13 abril 2012

VENEZUELA: MANUTENÇÃO DA DEMOCRACIA PASSA POR REGULAÇÃO DA MÍDIA - Vanessa Silva

Nesta sexta-feira (13), a Venezuela celebra o 10º aniversário do retorno do presidente Hugo Chávez ao poder, após ter sofrido um golpe de Estado 48 horas antes. Para o jornalista Gilberto Maringoni, autor do livro “A Venezuela que se inventa”, o golpe midiático consistiu uma realidade virtual, mas a mídia não atuou sozinha, como esclarece em entrevista ao Vermelho. E ressalta que o Brasil também poderá ter problemas com a falta de democracia nos meios do país.

Simpatizantes do presidente venezuelano Hugo Chávez participaram, na quinta-feira (12), de um ato em frente à embaixada de Cuba em Caracas/ Foto: Efe


Mesmo após a volta de Chávez “nos braços do povo”, a situação política do país continuou tensa. Um mês após o golpe, a oposição fez uma grande manifestação com cerca de 100 mil pessoas no Parque Del Este pedindo sua saída. 

A truculência da mídia, no entanto, continuou a mesma. Para Maringoni, o que aconteceu no país foi a criação de uma realidade paralela. “Eu estive [na Venezuela] logo depois do golpe. A realidade mostrada nas telas, nas rádios, um pouco na internet (que era incipiente) e nos jornais, era uma coisa muito distinta do que você via nas ruas.
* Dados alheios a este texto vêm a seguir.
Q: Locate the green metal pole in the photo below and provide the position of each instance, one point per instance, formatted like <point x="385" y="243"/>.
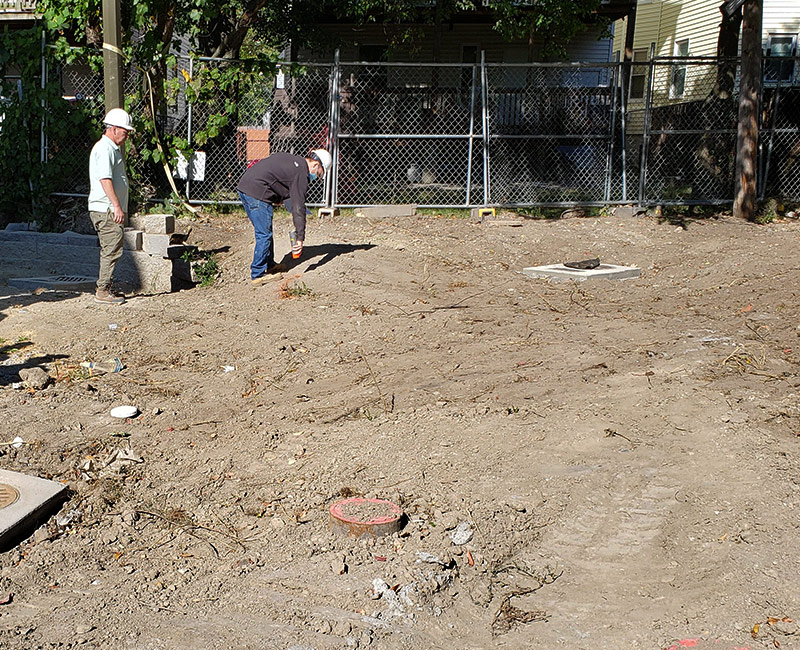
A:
<point x="112" y="55"/>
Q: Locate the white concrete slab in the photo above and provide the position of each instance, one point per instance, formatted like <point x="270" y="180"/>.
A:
<point x="561" y="272"/>
<point x="37" y="499"/>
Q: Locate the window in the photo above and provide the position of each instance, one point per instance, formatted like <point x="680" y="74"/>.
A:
<point x="469" y="54"/>
<point x="372" y="53"/>
<point x="639" y="74"/>
<point x="677" y="86"/>
<point x="778" y="47"/>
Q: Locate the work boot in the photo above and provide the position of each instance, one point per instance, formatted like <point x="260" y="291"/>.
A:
<point x="108" y="297"/>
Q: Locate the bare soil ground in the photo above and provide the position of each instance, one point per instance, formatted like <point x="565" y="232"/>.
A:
<point x="617" y="459"/>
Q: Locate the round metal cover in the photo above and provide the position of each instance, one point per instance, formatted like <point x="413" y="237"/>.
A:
<point x="8" y="495"/>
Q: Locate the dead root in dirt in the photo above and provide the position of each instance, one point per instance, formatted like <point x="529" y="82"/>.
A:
<point x="509" y="615"/>
<point x="742" y="361"/>
<point x="185" y="523"/>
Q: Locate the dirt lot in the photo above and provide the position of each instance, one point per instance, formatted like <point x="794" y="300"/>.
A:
<point x="620" y="458"/>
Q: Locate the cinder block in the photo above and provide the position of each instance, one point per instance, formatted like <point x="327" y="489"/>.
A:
<point x="159" y="224"/>
<point x="480" y="213"/>
<point x="65" y="254"/>
<point x="155" y="244"/>
<point x="132" y="239"/>
<point x="408" y="210"/>
<point x="24" y="226"/>
<point x="328" y="212"/>
<point x="176" y="251"/>
<point x="183" y="270"/>
<point x="17" y="250"/>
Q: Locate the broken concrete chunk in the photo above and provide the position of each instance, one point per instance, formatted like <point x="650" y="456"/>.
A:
<point x="35" y="378"/>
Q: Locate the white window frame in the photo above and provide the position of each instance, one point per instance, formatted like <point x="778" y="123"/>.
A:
<point x="640" y="71"/>
<point x="794" y="74"/>
<point x="678" y="73"/>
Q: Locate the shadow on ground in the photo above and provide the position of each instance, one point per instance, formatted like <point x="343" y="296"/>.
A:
<point x="326" y="251"/>
<point x="16" y="298"/>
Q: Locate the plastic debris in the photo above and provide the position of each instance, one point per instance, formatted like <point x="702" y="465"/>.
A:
<point x="102" y="367"/>
<point x="123" y="412"/>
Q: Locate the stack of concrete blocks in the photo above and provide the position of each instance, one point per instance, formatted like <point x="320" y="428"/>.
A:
<point x="150" y="262"/>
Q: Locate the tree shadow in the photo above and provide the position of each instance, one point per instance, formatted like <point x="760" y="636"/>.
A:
<point x="326" y="251"/>
<point x="9" y="373"/>
<point x="10" y="297"/>
<point x="688" y="215"/>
Um mês depois do golpe, o país estava tenso, mas já existia um clima de tranquilidade, já se respirava um clima político mais calmo, aliviado depois da tensão da saída do Chávez”.

Enquanto isso, nos meios de comunicação a tensão continuava “em um clima quase histérico de ataques diários ao governo e à figura do presidente da República. E isso continuou quase um ano após o golpe”. 

A mídia não estava sozinha, ressalta. “Ela não é uma entidade boiando no espaço sem os pés solidamente fincados em um objetivo claro dentro e fora da Venezuela. [O golpe] foi a expressão da ação das classes dominantes, da cúpula da Igreja Católica, e da Casa Branca”, mas na criou uma “realidade paralela”, completa.

Em artigo publicado nesta semana, o jornalista Rodrigo Vianna, denunciou que os boatos que são produzidos contra a Venezuela, agora partem do Brasil e não mais dos EUA. Sobre o assunto, Maringoni acrescenta que “a imprensa brasileira age como age a imprensa de direita dos EUA, da Argentina, da Venezuela. É contra a mesma coisa: contra o movimento social, contra os governos de esquerda na América Latina”. Essa mídia, no caso venezuelano, “continua batendo, fazendo uma luta ideológica de envergadura”, complementa. 

Mídia e regulação

Nos últimos anos, países progressistas latino-americanos têm investido na regulação da mídia. ArgentinaEquador avançam neste quesito. Para o jornalista, essas iniciativas “fazem parte de um sentido geral de que os meios não podem estar acima das instituições democráticas”.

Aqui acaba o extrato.